The damages recoverable may vary from state to state, or at least the way in which they are described may vary. Some states use the three categories: (i) nominal damages: (ii) actual damages; and (iii) punitive damages. If you are defamed, depending on the character of the comments and the ill will or motivation attributed to the speaker or writer, you may be able to recover nominal damages and punitive damages without evidence of actual harm to your reputation.
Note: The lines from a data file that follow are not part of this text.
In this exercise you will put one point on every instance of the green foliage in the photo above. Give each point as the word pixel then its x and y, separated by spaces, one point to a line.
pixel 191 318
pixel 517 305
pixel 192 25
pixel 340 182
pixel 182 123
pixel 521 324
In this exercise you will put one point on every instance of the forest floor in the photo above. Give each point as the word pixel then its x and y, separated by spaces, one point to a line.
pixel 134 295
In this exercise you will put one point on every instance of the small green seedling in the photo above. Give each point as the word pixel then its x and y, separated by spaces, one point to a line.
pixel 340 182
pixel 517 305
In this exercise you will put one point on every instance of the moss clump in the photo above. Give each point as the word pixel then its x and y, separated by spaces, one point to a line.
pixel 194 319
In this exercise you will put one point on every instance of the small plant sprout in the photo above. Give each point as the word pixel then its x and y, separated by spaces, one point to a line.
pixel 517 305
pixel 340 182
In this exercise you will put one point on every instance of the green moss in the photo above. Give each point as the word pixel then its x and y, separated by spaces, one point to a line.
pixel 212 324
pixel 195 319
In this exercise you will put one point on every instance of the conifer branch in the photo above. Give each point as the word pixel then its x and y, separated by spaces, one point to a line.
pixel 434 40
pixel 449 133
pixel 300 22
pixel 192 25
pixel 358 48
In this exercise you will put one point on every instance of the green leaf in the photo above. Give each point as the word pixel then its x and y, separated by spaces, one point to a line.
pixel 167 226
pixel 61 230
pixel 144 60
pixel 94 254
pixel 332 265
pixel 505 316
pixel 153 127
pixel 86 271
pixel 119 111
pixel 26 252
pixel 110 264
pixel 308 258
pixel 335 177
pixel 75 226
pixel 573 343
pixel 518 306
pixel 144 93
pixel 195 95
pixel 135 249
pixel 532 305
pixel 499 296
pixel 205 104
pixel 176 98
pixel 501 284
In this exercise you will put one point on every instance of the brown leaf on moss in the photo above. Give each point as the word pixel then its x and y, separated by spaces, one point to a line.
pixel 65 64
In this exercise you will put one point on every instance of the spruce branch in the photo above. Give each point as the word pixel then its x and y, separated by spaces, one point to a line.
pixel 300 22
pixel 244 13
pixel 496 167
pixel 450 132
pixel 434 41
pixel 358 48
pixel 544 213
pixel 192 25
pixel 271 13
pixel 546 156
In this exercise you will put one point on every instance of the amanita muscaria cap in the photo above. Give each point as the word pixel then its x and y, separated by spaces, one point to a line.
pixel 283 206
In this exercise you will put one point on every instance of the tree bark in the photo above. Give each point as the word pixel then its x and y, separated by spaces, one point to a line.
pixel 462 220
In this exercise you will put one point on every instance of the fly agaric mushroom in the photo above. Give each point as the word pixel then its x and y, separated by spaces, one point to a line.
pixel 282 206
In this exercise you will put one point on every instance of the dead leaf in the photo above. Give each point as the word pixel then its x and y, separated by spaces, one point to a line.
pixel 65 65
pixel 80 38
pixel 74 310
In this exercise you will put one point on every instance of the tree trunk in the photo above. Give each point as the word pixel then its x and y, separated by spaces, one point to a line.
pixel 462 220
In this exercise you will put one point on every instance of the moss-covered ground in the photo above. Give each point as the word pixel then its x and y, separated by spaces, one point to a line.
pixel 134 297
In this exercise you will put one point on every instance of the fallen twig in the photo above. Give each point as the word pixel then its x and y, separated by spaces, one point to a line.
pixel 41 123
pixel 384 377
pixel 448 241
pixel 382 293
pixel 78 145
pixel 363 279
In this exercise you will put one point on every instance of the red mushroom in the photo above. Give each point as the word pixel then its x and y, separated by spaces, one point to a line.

In South Carolina, the defamation damages categories are often described by the following three categories: (i) general damages, (ii) special damages and (iii) punitive damages. These general damages in South Carolina represent the presumed category of damages described above and include such things as “injury to reputation, mental suffering, hurt feelings, and other similar types of injuries which are incapable of definite monetary valuation.” Special damages under South Carolina law include “tangible losses or injury to the plaintiff’s property, business, occupation or profession, which are capable of being assessed and which result from injury to the plaintiff’s reputation.” Punitive damages are also recoverable in South Carolina if the plaintiff can show by clear-and-convincing evidence that the nature of the statement is necessary to warn others from committing similar offenses in the future.

Wrap Up:

This brief review of some of the principles in play when there is concern that a statement may be damaging to someone’s reputation, and therefore be actionable, illustrate the complexities that can be involved in a defamation lawsuit. Also, the statute of limitations in defamation cases can be as short as two years, not three years as in most other claims.

If you are involved in a dispute regarding allegations of defamation, either as a potential plaintiff whose character or reputation has been damaged or as a defendant, you should seek counsel that is experienced in handling these types of cases in the state in which the action will be brought, understands these distinctions, why they exist, and how to use them in your case.